In 1912 – when Mrs. Cousins moved to the home of her eldest son on Graham Street – Charles Cousins, his younger brother Henry (b. 1889), a joiner, and sister Lucy (b. 1887), a seamstress, moved to 609 Speed Avenue. A couple of years later, in 1914, Charles started building this substantial home at 3140 Emma Street/Balfour Avenue. He was only 30 years old and his business must have been thriving.

Marriage records for Henry Cousins and Lucy Cousins can be found on the BC Archives Vital Events registry, but a record of the marriage of Charles Cousins and Kate Eleanor Simpson has not yet been located. They were probably married in 1913 and the sacrament may have taken place outside the province of British Columbia.
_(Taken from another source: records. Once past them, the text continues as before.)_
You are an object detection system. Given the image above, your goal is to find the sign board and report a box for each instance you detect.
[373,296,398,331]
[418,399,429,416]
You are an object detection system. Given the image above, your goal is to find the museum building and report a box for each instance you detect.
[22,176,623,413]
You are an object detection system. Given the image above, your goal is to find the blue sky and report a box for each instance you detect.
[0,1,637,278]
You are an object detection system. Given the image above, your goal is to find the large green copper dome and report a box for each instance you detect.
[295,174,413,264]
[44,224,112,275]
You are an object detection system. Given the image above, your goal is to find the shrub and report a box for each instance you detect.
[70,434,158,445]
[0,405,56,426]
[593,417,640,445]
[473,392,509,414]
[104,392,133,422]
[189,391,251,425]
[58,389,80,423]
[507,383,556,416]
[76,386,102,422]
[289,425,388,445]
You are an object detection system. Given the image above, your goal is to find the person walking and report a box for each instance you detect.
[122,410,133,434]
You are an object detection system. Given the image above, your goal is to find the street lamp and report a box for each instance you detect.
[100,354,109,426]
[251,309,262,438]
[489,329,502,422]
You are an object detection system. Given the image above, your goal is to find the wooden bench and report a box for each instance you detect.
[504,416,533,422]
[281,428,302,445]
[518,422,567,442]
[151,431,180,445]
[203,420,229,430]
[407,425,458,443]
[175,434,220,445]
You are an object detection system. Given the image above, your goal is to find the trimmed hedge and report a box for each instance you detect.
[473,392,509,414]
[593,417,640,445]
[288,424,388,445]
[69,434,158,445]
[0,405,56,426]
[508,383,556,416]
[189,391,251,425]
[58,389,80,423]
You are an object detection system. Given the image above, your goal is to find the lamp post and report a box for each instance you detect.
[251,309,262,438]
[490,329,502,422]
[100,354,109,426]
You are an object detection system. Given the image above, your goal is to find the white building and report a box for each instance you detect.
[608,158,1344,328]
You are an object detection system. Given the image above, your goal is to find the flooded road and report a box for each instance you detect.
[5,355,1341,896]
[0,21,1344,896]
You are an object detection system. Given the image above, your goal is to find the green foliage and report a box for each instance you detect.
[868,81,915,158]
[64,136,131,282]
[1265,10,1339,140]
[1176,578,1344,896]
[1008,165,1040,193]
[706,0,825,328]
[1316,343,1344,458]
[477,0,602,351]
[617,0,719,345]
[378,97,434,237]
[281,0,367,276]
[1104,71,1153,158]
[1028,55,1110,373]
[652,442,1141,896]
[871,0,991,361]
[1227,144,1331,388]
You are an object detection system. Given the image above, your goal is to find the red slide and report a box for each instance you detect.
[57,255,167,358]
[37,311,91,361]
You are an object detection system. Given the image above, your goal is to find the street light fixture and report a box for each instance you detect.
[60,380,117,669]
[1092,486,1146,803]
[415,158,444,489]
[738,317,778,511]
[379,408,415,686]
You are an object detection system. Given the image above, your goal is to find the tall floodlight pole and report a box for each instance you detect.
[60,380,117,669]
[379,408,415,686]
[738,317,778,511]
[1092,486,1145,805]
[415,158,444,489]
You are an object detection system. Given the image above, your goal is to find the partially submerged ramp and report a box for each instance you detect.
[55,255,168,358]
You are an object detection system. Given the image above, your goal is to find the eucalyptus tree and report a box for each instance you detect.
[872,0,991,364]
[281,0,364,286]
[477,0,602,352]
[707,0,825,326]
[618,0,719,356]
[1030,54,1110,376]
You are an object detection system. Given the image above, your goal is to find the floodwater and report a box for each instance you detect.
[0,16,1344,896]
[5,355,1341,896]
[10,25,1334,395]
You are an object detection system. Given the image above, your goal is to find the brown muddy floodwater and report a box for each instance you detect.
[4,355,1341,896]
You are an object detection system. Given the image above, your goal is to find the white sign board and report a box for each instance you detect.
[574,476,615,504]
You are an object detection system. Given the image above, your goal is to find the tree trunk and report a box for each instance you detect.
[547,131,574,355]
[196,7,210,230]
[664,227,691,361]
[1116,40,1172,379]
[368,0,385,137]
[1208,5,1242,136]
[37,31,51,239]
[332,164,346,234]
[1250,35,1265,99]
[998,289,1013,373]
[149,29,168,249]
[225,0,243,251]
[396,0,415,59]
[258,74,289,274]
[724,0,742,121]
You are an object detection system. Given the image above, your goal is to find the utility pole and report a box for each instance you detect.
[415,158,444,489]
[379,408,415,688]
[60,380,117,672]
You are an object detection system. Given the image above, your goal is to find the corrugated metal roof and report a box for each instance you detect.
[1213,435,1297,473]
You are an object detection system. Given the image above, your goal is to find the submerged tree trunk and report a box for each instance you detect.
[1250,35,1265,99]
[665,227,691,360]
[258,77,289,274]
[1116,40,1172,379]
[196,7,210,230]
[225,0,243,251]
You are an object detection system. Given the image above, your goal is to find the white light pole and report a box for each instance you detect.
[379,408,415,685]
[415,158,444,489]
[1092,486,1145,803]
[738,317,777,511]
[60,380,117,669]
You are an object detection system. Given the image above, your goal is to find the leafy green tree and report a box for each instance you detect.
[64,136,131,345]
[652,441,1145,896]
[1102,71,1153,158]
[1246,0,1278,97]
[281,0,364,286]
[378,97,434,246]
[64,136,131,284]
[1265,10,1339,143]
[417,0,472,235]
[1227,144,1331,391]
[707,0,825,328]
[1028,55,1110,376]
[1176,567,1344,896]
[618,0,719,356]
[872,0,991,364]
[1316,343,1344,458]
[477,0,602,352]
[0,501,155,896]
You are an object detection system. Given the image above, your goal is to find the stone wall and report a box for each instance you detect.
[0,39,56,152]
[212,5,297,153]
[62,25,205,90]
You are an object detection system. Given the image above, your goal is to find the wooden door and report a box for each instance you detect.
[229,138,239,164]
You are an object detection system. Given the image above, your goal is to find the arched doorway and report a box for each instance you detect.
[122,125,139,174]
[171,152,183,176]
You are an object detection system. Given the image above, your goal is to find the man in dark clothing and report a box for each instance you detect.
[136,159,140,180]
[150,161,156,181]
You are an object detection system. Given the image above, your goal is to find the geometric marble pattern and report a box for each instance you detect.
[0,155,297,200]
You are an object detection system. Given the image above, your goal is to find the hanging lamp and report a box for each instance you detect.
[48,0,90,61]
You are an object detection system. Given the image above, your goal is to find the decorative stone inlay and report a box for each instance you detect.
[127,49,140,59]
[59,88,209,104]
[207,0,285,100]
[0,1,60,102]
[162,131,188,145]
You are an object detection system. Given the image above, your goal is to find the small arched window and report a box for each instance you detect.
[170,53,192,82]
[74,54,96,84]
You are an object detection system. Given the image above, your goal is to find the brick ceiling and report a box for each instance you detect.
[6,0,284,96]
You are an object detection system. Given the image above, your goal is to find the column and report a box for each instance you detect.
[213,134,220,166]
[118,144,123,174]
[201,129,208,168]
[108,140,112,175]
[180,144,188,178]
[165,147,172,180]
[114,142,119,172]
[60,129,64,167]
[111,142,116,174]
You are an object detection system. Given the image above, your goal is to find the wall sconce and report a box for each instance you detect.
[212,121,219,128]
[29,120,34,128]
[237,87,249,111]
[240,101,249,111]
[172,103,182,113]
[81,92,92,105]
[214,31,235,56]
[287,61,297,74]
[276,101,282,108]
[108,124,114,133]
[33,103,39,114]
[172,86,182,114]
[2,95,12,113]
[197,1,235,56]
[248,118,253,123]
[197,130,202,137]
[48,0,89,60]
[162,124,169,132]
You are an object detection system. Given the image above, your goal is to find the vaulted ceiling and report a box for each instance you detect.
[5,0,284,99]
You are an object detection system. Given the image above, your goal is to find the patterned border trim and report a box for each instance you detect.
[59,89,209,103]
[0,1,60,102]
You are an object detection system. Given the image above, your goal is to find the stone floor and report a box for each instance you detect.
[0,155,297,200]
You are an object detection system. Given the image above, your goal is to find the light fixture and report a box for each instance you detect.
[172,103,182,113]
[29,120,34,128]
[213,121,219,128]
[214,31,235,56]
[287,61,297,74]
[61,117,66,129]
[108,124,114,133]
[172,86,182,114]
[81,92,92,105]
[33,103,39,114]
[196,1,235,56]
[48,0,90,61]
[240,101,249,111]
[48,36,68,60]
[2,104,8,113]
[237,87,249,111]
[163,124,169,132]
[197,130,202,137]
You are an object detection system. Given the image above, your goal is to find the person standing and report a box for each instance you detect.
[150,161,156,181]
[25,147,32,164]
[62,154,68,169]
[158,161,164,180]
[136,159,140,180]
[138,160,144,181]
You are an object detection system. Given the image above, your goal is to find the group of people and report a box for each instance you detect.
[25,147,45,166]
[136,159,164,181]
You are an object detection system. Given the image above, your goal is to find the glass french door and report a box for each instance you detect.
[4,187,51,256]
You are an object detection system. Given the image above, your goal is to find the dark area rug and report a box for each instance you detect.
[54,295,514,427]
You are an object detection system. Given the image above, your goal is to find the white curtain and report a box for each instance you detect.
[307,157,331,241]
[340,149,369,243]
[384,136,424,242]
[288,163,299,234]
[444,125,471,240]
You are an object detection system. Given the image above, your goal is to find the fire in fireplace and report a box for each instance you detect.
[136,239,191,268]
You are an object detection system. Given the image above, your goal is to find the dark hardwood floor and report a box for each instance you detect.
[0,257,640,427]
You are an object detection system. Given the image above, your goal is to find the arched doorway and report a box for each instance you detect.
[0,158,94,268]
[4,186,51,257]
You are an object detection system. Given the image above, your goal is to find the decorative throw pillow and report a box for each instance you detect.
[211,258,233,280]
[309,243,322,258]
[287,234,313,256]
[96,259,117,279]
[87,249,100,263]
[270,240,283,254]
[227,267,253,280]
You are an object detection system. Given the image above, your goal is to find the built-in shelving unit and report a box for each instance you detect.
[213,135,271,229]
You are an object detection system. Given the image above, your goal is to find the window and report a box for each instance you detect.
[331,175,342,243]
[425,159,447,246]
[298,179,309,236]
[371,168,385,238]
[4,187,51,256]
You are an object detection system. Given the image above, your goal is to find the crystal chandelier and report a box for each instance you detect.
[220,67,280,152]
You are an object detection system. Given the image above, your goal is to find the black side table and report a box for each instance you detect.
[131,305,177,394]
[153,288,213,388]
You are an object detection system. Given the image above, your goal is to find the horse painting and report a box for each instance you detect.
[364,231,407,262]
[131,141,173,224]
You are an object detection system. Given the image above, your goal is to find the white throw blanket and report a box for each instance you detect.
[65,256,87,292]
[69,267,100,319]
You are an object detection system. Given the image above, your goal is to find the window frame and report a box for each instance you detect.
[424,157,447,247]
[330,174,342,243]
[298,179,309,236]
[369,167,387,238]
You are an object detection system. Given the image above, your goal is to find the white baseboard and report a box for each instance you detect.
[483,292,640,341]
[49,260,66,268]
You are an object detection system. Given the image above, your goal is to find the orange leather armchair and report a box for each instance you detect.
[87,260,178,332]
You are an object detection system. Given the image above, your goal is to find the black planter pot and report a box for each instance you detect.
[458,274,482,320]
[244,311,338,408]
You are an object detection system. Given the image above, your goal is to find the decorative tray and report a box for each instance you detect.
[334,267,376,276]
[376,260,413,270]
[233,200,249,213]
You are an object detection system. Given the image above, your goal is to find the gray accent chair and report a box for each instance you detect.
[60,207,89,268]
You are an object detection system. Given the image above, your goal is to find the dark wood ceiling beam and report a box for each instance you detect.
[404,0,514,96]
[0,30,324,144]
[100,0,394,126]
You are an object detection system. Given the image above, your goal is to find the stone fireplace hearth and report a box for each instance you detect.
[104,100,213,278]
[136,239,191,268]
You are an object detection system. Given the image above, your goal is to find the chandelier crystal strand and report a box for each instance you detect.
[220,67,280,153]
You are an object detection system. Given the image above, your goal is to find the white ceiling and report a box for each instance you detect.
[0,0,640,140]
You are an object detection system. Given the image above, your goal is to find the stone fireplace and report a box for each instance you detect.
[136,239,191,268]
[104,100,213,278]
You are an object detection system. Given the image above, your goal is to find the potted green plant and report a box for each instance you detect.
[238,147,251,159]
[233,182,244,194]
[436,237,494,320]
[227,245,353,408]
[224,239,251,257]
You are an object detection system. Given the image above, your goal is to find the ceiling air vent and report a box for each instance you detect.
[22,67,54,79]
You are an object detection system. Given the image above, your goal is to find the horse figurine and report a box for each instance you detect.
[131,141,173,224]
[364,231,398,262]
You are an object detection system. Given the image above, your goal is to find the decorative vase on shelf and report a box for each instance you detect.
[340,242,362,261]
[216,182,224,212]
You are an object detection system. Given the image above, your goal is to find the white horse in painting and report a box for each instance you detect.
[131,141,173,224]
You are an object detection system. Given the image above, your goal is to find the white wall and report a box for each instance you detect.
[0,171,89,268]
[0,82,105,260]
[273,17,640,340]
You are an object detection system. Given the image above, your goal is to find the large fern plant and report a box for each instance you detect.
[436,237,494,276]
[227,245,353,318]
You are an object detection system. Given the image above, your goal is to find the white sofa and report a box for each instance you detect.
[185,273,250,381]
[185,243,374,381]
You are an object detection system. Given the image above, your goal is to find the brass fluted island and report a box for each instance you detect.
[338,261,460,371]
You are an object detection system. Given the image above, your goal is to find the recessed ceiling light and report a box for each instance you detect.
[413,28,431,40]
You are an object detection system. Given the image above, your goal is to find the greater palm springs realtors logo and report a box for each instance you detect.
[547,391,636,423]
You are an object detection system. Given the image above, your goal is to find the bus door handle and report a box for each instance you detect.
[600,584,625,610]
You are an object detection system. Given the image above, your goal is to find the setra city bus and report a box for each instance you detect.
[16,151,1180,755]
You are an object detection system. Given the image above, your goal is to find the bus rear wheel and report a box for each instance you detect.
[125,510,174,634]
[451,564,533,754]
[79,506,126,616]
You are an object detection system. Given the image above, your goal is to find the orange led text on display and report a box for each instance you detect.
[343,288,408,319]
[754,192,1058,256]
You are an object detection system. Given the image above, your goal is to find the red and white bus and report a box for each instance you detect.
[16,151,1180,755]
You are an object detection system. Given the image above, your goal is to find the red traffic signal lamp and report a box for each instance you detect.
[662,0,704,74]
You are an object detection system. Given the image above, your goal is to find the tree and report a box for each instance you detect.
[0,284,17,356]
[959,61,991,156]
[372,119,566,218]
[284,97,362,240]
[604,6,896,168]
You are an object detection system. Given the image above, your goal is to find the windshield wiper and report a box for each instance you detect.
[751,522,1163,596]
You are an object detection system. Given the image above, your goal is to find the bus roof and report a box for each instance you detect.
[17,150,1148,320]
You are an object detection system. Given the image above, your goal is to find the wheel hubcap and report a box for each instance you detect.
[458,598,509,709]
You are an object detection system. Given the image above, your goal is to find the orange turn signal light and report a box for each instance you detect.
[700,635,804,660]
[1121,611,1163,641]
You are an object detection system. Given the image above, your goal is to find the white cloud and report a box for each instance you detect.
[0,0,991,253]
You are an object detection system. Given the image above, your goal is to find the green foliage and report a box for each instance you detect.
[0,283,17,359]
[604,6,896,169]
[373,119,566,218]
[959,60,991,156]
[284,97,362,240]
The marriage ended tragically. Kate Cousins drowned on the ill-fated Princess Sophia in the Lynn Canal, near Juneau, Alaska, on 25 October 1918. Everyone on board, over 340 people, died when the CPR steamship foundered on a reef during a fierce snowstorm: it was the worst maritime accident in the history of British Columbia and Alaska. Apparently, Kate Cousins had accompanied her husband on a business trip to the Yukon. He was unexpectedly delayed and so she embarked on the Princess Sophia without him for the return voyage to Victoria. After the ship was lost, Charles Cousins made his own way to the site of the disaster and spent over a week searching for his wife's body. Her remains were never found. To add to this family tragedy, Charles Cousins died in Victoria a few months later, on 15 January 1919, during the Spanish Flu epidemic. There were no children from his marriage and the house was unoccupied for several years after his death.

This house was recently (2012) added to the City of Victoria's Heritage Register.